François Bayrou a estimé mercredi soir que la mise en examen de Pierre Estoup dans l’affaire Tapie « confirme les soupçons » et justifie « le combat que nous menons depuis longtemps ».

Mercredi soir, l’ancien haut magistrat Pierre Estoup, l’un des trois juges du tribunal arbitral qui avait décidé d’octroyer 403 millions d’euros à Bernard Tapie dans le litige l’opposant au Crédit Lyonnais, a été mis en examen pour escroquerie en bande organisée.

« C’est un tremblement de terre, une décision extrêmement importante car elle est la confirmation des soupçons que nous avons été un certain nombre à pointer depuis longtemps, à nous battre de manière difficile car un peu seuls contre tous, pour dire : attention il se passe quelque chose d’extrêmmement grave », a réagi François Bayrou. « Le chef de cette mise en examen, ‘escroquerie en bande organisée’, signifie que cela a été concerté, réfléchi de longue date, savamment mis en place au coeur de l’État pour détourner l’argent public et en faire l’usage que vous savez », a jugé le leader centriste.

Quelques minutes plus tôt, sur France Culture, le leader centriste a estimé « impossible qu’une décision de cet ordre ait été prise sans que le plus haut sommet de l’État l’ait approuvée ou inspirée ». « Dans la Ve République, même pour nommer un sous-préfet, ça remonte à l’Elysée.
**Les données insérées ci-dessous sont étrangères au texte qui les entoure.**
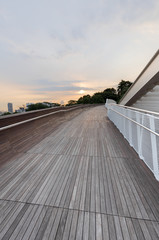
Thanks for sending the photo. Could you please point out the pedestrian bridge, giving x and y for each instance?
(81, 180)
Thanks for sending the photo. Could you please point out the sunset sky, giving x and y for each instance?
(60, 50)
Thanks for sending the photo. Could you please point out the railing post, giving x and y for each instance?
(154, 148)
(130, 129)
(141, 138)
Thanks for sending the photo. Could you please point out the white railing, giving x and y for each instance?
(141, 129)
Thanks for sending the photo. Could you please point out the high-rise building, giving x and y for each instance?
(10, 107)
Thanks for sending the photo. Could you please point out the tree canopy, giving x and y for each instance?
(110, 93)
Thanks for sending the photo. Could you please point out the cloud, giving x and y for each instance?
(45, 85)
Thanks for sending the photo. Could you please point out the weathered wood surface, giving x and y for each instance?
(83, 181)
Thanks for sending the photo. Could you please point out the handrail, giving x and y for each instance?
(35, 118)
(140, 130)
(136, 109)
(148, 129)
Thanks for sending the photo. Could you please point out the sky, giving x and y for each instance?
(57, 51)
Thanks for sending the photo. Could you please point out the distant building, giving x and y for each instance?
(10, 107)
(27, 104)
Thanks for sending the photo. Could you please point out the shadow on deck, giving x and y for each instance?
(83, 181)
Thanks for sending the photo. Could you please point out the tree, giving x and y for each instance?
(122, 88)
(97, 98)
(71, 102)
(110, 93)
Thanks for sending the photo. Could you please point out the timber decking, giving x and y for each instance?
(83, 181)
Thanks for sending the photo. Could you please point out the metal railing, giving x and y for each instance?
(141, 129)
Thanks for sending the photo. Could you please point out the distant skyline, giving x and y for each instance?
(60, 50)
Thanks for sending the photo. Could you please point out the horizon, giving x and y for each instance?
(59, 51)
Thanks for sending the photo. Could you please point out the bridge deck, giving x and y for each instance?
(82, 182)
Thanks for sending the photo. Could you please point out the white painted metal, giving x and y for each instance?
(150, 101)
(141, 130)
(145, 77)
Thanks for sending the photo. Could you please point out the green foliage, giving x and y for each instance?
(110, 93)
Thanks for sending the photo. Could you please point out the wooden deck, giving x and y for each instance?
(81, 182)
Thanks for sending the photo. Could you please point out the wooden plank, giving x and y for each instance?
(98, 227)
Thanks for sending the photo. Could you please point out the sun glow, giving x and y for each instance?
(81, 91)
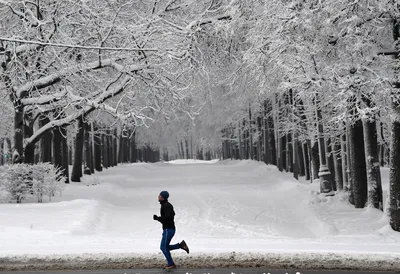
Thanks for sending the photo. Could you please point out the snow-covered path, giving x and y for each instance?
(221, 207)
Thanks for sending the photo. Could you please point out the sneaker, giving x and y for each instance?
(172, 266)
(184, 246)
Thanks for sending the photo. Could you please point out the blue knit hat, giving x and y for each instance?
(164, 194)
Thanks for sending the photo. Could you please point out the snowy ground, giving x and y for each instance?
(231, 213)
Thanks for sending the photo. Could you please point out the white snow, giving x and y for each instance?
(222, 208)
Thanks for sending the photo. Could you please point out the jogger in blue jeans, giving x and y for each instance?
(168, 225)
Alors imaginez pour 400 millions d’euros qui intéressent un homme très proche du Président de la République de l’époque », a-t-il souligné, avant de rappeler que la Justice « a trouvé sur les agendas de Nicolas Sarkozy, avant qu’il y ait cette décision, dix-huit rendez-vous personnels » avec Bernard Tapie.
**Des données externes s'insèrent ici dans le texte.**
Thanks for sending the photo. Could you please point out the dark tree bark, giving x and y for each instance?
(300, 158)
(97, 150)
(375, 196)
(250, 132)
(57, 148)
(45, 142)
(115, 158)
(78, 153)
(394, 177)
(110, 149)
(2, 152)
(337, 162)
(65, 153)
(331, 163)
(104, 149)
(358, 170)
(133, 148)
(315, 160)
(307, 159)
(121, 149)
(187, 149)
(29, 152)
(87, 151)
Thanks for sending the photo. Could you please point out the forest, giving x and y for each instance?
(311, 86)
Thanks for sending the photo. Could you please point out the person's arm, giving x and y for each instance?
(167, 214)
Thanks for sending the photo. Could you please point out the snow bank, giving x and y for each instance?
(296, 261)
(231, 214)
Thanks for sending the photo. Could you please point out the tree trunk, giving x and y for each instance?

« Cette affaire sera l’affaire la plus grave de la Ve République. Jamais nous n’avons vu une telle organisation savante pour détourner de l’argent public, 400 millions d’euros. Je ne sais pas si l’on se représente ce qu’est la somme de 400 millions d’euros. Et, dans ces 400 millions, 45 millions d’euros de préjudice moral. Je voudrais que nous n’oublions jamais ce chiffre parce que, lorsqu’un enfant est tué dans un accident, par la faute d’une collectivité par exemple, le préjudice moral est fixé autour de 30.000 euros », a dénoncé le leader centriste.
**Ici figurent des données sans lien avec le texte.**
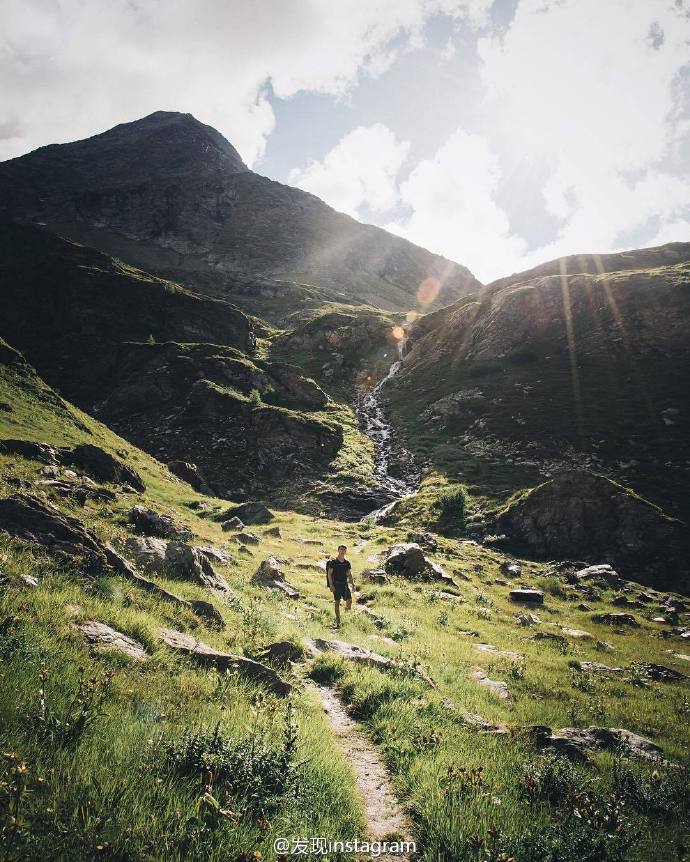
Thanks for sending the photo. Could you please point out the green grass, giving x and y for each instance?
(111, 790)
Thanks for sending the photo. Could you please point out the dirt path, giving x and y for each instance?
(382, 809)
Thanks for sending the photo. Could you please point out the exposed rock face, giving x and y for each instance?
(580, 514)
(269, 574)
(210, 657)
(253, 513)
(576, 741)
(190, 474)
(106, 638)
(355, 653)
(530, 597)
(496, 686)
(102, 466)
(177, 560)
(171, 194)
(152, 524)
(31, 519)
(92, 460)
(408, 560)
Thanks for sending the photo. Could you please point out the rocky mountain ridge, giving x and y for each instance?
(172, 196)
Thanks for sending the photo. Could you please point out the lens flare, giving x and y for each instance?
(428, 290)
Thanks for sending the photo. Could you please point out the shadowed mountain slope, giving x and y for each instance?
(172, 195)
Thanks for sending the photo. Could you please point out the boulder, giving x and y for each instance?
(614, 619)
(33, 520)
(190, 474)
(41, 452)
(583, 515)
(269, 575)
(358, 654)
(177, 560)
(424, 540)
(105, 638)
(375, 576)
(102, 466)
(408, 561)
(576, 741)
(492, 650)
(282, 653)
(252, 513)
(207, 656)
(530, 597)
(496, 686)
(527, 619)
(602, 572)
(248, 538)
(150, 523)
Sur le plan international, cette question est aussi « très grave », a martelé François Bayrou : « Imaginez que Mme Lagarde soit atteinte. Ce serait le deuxième directeur général du FMI français atteint en peu de temps. Vous voyez à quel point les éclaboussures seraient importantes », a-t-il souligné, en décrivant son engagement personnel contre ce scandale comme celui d’un « défenseur de l’intérêt général, défenseur des citoyens français, des contribuables français et, au fond, de tous ceux qui croient à la justice ».

« Cette affaire est une affaire qui va ébranler profondément tous ceux qui croyaient de bonne foi qu’on ne faisait pas des choses de cet ordre en France », a-t-il conclu avec gravité.